OXENTE, E MINHA PONTA?

 

(Miguel Carneiro)

 

A rua denominava-se Siqueira Campos e ficava bem perto do Largo dos Quinze Mistérios, onde havia um ponto de ônibus que vinha do subúrbio soteropolitano em direção à Baixa dos Sapateiros e Barroquinha. Num batente alto ficava a barraca de Agapito, que não tinha um braço, e o bar de quinquilharias de Terto, onde se vendiam desde disco vinil por um real, fitas velhas de vídeos, cachaça e móveis usados à freguesia que por acaso enxergasse aquele mercado persa naquela geografia.

 

Era acolá, naquele batente alto, entre os dois estabelecimentos comerciais, que se abancava Mutuca, sujeito forte, sarará, quase dois metros, bíceps de boxeador, vindo de Nazaré das Farinhas, no Recôncavo, para ganhar a vida na capital baiana.

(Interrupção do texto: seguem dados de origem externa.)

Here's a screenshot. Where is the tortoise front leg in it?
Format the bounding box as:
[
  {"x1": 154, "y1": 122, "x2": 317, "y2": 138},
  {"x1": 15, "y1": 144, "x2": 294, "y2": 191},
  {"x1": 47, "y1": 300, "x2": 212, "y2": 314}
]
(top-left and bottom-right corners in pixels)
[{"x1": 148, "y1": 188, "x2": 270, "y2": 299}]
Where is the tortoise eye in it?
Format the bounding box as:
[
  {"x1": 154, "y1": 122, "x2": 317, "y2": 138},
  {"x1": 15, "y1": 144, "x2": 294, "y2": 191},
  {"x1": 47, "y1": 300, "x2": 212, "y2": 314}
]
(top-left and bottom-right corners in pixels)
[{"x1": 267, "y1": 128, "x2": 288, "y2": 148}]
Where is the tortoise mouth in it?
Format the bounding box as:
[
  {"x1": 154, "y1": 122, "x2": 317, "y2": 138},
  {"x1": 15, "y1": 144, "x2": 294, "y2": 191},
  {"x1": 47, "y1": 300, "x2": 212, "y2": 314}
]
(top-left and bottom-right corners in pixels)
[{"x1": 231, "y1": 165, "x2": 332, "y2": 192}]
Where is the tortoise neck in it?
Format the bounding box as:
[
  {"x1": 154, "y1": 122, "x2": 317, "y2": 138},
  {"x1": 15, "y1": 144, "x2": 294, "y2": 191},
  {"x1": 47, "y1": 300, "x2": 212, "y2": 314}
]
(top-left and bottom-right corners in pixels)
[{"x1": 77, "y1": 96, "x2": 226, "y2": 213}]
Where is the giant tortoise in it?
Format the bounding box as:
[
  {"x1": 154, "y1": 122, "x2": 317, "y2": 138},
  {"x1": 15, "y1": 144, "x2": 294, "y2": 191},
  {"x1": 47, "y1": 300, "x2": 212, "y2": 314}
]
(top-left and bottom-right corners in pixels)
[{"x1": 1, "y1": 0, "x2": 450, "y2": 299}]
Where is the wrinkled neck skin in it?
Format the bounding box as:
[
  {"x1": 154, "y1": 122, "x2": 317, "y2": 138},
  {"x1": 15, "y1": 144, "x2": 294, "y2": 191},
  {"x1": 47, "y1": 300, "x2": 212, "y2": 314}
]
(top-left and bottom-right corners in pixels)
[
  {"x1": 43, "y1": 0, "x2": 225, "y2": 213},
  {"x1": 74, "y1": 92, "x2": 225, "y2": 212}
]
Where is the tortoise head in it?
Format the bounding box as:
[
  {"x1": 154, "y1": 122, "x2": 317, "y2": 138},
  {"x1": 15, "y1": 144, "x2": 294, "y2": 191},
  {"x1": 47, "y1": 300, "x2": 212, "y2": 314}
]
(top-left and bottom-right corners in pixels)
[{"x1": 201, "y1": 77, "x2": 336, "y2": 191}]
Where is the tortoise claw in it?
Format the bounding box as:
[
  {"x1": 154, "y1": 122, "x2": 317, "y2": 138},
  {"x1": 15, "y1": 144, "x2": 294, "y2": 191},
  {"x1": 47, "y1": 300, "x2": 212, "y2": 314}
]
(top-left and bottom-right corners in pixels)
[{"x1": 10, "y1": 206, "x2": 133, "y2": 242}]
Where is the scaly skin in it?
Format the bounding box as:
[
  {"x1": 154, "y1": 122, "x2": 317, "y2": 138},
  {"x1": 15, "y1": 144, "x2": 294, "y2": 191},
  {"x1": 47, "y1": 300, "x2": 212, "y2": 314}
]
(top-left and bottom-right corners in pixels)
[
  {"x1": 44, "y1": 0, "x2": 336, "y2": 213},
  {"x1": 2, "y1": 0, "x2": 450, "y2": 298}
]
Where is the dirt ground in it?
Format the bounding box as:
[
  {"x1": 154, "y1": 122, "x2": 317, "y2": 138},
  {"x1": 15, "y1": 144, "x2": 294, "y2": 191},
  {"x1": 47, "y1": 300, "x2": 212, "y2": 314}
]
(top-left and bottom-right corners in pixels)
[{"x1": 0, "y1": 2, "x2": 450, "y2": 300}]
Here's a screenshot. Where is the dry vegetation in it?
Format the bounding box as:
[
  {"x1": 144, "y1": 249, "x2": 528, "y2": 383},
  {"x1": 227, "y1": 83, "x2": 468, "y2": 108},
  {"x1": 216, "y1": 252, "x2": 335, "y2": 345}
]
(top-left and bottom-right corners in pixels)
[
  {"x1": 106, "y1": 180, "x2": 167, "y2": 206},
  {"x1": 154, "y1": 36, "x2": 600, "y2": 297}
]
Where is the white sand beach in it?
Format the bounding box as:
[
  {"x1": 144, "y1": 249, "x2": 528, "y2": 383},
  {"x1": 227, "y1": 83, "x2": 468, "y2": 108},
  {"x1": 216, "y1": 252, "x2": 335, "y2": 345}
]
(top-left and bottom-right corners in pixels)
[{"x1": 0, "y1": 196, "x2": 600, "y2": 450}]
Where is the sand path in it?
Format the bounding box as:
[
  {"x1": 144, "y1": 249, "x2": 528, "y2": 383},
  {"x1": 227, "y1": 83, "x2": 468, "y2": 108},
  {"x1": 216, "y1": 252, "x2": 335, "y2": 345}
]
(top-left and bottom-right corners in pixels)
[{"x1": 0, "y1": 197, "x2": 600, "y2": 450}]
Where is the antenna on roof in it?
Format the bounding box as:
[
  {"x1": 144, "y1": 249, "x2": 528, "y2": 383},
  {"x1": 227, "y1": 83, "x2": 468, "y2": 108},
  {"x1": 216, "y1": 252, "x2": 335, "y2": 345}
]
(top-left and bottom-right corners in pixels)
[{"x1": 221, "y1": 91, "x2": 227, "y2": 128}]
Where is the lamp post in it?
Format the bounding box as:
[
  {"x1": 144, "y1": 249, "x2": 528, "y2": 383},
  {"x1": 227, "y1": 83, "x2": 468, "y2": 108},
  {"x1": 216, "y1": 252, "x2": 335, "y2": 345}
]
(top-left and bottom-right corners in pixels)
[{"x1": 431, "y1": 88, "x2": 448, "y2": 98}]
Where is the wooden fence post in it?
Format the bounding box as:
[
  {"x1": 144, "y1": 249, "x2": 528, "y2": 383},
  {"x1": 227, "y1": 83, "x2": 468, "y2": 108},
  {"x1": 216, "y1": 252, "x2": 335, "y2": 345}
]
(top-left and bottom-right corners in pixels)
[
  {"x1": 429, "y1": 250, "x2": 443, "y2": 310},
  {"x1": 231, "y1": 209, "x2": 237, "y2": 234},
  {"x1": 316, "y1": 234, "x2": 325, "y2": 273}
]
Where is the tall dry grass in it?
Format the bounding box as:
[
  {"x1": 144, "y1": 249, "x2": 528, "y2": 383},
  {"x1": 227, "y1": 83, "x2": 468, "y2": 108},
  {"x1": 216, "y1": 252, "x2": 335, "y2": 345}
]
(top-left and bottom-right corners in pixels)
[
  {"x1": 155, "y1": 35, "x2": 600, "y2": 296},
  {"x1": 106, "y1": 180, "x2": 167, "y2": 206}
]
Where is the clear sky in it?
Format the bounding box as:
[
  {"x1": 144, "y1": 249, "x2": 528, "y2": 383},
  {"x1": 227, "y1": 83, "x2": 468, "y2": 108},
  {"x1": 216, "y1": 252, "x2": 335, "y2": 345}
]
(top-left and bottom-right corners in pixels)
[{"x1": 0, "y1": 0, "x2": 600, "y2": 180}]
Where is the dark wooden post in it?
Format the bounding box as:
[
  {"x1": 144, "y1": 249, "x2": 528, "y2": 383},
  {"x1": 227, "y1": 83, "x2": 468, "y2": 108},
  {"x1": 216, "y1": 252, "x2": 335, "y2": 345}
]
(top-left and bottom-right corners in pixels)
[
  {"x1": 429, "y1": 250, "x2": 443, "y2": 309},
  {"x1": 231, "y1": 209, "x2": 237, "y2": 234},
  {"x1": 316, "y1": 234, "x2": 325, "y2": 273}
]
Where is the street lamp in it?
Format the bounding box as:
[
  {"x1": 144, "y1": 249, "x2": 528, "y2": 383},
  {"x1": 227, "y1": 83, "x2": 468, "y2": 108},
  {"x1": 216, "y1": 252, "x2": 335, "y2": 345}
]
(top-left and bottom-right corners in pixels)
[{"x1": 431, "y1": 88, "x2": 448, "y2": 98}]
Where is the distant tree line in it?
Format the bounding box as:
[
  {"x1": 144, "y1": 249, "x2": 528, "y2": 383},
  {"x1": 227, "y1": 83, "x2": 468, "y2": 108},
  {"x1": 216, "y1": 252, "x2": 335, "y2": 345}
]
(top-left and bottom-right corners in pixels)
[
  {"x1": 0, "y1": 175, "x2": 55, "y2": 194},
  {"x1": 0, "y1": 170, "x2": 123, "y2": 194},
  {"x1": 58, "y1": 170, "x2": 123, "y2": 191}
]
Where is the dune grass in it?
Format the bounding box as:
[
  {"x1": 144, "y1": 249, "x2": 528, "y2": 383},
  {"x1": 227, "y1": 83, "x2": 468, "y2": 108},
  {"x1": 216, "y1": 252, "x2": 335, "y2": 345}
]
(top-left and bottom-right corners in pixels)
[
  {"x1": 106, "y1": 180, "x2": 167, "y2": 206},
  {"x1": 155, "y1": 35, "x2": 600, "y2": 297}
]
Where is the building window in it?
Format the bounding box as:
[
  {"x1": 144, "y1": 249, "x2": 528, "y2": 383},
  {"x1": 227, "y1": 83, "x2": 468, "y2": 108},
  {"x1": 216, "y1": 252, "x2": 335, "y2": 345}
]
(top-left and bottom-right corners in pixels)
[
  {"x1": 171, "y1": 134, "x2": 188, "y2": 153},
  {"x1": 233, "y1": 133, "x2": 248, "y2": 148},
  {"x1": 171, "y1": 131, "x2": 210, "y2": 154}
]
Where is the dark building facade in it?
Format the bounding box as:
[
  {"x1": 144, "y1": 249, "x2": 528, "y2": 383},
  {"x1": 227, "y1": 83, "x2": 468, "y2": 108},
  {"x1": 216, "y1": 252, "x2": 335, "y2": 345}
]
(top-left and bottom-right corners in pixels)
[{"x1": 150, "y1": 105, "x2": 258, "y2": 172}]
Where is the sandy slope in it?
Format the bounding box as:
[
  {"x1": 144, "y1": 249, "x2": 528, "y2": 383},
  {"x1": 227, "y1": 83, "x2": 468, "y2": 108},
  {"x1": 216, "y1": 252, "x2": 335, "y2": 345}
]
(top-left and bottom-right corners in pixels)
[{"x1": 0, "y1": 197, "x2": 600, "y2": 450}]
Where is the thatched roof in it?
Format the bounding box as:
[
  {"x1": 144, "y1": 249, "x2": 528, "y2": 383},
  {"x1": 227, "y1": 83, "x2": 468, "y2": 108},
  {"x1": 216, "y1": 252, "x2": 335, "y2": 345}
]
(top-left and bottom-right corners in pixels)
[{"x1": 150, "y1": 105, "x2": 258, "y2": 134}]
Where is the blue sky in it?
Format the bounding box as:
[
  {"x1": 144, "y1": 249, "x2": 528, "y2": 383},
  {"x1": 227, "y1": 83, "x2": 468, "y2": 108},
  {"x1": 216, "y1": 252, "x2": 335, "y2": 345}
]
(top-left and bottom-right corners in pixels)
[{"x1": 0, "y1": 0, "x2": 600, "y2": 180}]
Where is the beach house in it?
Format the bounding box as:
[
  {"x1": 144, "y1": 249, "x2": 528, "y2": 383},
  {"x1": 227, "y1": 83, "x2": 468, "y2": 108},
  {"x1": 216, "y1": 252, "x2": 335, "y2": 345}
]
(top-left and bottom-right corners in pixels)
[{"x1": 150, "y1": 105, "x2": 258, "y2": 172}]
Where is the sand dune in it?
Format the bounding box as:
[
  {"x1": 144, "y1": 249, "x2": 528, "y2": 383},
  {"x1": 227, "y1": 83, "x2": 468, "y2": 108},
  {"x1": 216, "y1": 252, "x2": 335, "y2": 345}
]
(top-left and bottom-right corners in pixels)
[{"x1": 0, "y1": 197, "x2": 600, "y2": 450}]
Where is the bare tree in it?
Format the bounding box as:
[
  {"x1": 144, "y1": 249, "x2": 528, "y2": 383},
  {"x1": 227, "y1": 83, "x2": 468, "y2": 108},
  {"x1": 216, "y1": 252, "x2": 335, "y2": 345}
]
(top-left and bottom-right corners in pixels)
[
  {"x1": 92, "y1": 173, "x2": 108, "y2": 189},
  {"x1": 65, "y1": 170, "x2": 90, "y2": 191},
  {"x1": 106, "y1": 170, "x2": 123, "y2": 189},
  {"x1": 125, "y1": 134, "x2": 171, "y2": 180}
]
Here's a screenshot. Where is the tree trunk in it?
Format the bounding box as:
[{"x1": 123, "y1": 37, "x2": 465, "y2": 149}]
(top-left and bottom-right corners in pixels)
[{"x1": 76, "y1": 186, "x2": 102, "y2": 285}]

De pia, chamava-se Gilvandro, era assim mesmo que constava em sua carteira de identidade, mas, poucos, poucos naquele bairro do Santo Antônio Além do Carmo tinham conhecimento de seu verdadeiro nome. “Pau pra toda obra, fazemos qualquer serviço, não importando a qualidade”, diziam os moradores daquele trecho.

 

Quem necessitasse de um biscateiro, ali estava Mutuca, para solucionar o problema, fosse de hidráulica, energia elétrica ou construção. O preço de cada serviço seria cobrado pela cara do cliente. Para colocar uma grade de ferro e chumbá-la com cimento na parede desavisado, não saía por menos de cento e cinqüenta reais. Ele fazia parte de uma quadrilha que se abancava naquele batente ao sabor da sorte de algum necessitado por uma emergência doméstica, mas que agiam individualmente: Birro Doido que morava em Paripe, que ninguém sabia onde se escondia, e Zozôla, um velho de mais de setenta e sete anos que terceirizava rapazes do subúrbio sem trabalho para fazer seus bicos no bairro.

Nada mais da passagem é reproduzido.